I need helps again: my cuda fortran code does not run now. It worked well before. I guess it was because I have made some system updates (Windows 10) or firmware updates (dell precision 7720). I removed and reinstalled the latest CUDA toolkit and PGI fortran compiler (community version) but it did not solve my problem:
The PGI fortran compiler itself works well – it prints out “hello world” correctly, and it compiles the “deviceQuery.cuf” code and runs correctly,
The CUDA toolkit works well – I can run the sample programs in the CUDA toolkit package correctly
It seems that the PGI fortran compiler is not calling CUDA gpu (Quadro P4000) correctly. The message when running my code is:
ALLOCATE: copyin Symbol Memcpy FAILED:13(invalid device symbol)

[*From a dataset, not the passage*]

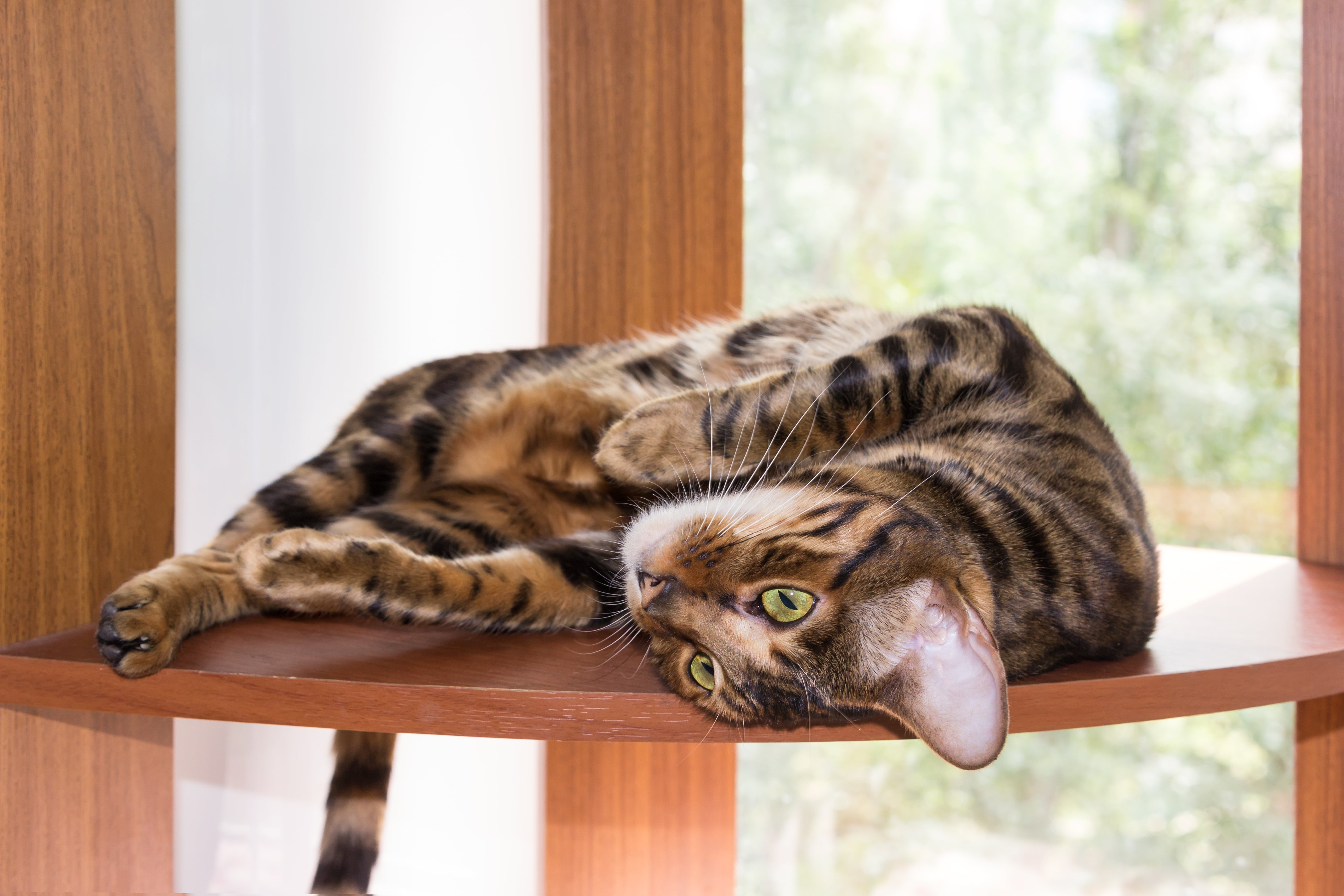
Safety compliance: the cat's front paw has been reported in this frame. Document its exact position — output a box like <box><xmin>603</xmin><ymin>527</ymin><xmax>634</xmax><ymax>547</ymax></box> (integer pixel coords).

I also tested with the following sampel CUDA fortran code:
module mathOps
contains
attributes(global) subroutine saxpy(x, y, a)
implicit none
real :: x(:), y(:)
real, value :: a
integer :: i, n
n = size(x)
i = blockDim%x * (blockIdx%x - 1) + threadIdx%x
if (i <= n) y(i) = y(i) + a*x(i)
end subroutine saxpy
end module mathOps
program testSaxpy
use mathOps
use cudafor
implicit none
integer, parameter :: N = 40000
real :: x(N), y(N), a
real, device :: x_d(N), y_d(N)
type(dim3) :: grid, tBlock
tBlock = dim3(256,1,1)
grid = dim3(ceiling(real(N)/tBlock%x),1,1)
x = 1.0; y = 2.0; a = 2.0
x_d = x
y_d = y
call saxpy<<<grid, tBlock>>>(x_d, y_d, a)
y = y_d
write(*,*) 'Max error: ', maxval(abs(y-4.0))
end program testSaxpy
The result when running this code is:
PGI$ ./saxpy.exe
Max error: 2.000000
Segmentation fault
What might be wrong with my computer? Thanks a lot!